Der Grund liegt auf der Hand: Nach einem Kursanstieg von 55 Prozent in nur sechs Monaten und einem Jahresplus von 24 Prozent haben viele Investoren das Gute längst eingepreist.
Rekordsaison treibt Gewinnsprung
Die Zahlen selbst sind eindrucksvoll. Der bereinigte Gewinn je Aktie kletterte im Quartal, das Ende Februar abschloss, auf 5,25 Dollar — ein Plus von 16 Prozent gegenüber dem Vorjahreszeitraum und rund 27 Prozent über den durchschnittlichen Analystenschätzungen. Der Umsatz stieg um 8 Prozent auf 24 Milliarden Dollar.
Kern des Wachstums war das Paket- und Expressgeschäft. Das Segment Federal Express legte beim Umsatz um 10 Prozent zu, getragen von starkem Wachstum auf den Routen zwischen Asien und Europa sowie im margenstarken B2B-Bereich. Rund die Hälfte des Umsatzwachstums stammte aus Unternehmenslieferungen in Branchen wie Gesundheit, Automotive und Rechenzentren. Das Inlandsumsatz im US-Paketgeschäft erreichte den höchsten Wert seit dem Geschäftsjahr 2022.
CEO Raj Subramaniam sprach von der profitabelsten Hochsaison in der Unternehmensgeschichte — und betonte, dass die verbesserten Planungsmethoden und die frühen Effizienzgewinne aus dem laufenden Netzwerkumbau „Network 2.0" keine Einmaleffekte seien, sondern strukturelle Verbesserungen.
Einen Wermutstropfen lieferte das Frachtgeschäft: Der Bereich FedEx Freight verzeichnete einen Umsatzrückgang von 5 Prozent auf 2 Milliarden Dollar, das operative Ergebnis brach um 49 Prozent ein. Schwache Nachfrage im Stückgutmarkt sowie Kosten im Zusammenhang mit der geplanten Abspaltung belasteten die Zahlen.

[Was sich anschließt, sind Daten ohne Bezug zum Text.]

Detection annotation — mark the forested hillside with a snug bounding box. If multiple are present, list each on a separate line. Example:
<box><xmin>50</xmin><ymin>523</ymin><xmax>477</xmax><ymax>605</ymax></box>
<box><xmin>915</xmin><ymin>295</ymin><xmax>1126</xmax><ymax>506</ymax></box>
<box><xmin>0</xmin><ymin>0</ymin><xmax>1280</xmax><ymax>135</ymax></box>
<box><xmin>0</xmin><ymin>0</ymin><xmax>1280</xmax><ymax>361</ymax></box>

Prognose angehoben, Irankonflikt im Blick
Auf Basis der starken Quartalsergebnisse hob FedEx seine Jahreszielspanne für den bereinigten Gewinn je Aktie auf 19,30 bis 20,10 Dollar an — gegenüber der bisherigen Spanne von 17,80 bis 19,00 Dollar. Analysten hatten im Schnitt lediglich 18,69 Dollar erwartet. Beim Umsatz rechnet das Unternehmen nun mit einem Wachstum von 6,0 bis 6,5 Prozent, nach zuvor 5 bis 6 Prozent.
Eingetrübt wird der Ausblick durch den Konflikt im Nahen Osten. Angriffe auf Ölanlagen haben den Rohölpreis auf über 100 Dollar je Barrel getrieben und belasten die Kerosinpreise. Rund 8 Prozent des internationalen Exportvolumens von FedEx laufen durch Drehkreuze in der betroffenen Region. Bislang hielten sich die operativen Auswirkungen jedoch in Grenzen: Die ersten beiden Märzwochen verliefen nach Unternehmensangaben im Einklang mit den Erwartungen. Die Treibstoffzuschläge, die wöchentlich an aktuelle Preise angepasst werden, sollen die Marge schützen.
Die geplante Abspaltung von FedEx Freight zum 1. Juni bleibt unterdessen auf Kurs. Das neue Unternehmen soll unter dem Kürzel FDXF an der New Yorker Börse notieren; ein eigener Investorentag ist für den 8. April in New York geplant. Im Januar hatte FedEx Freight bereits erfolgreich eine Anleihe über 3,7 Milliarden Dollar platziert — ein wichtiger Meilenstein vor der Trennung.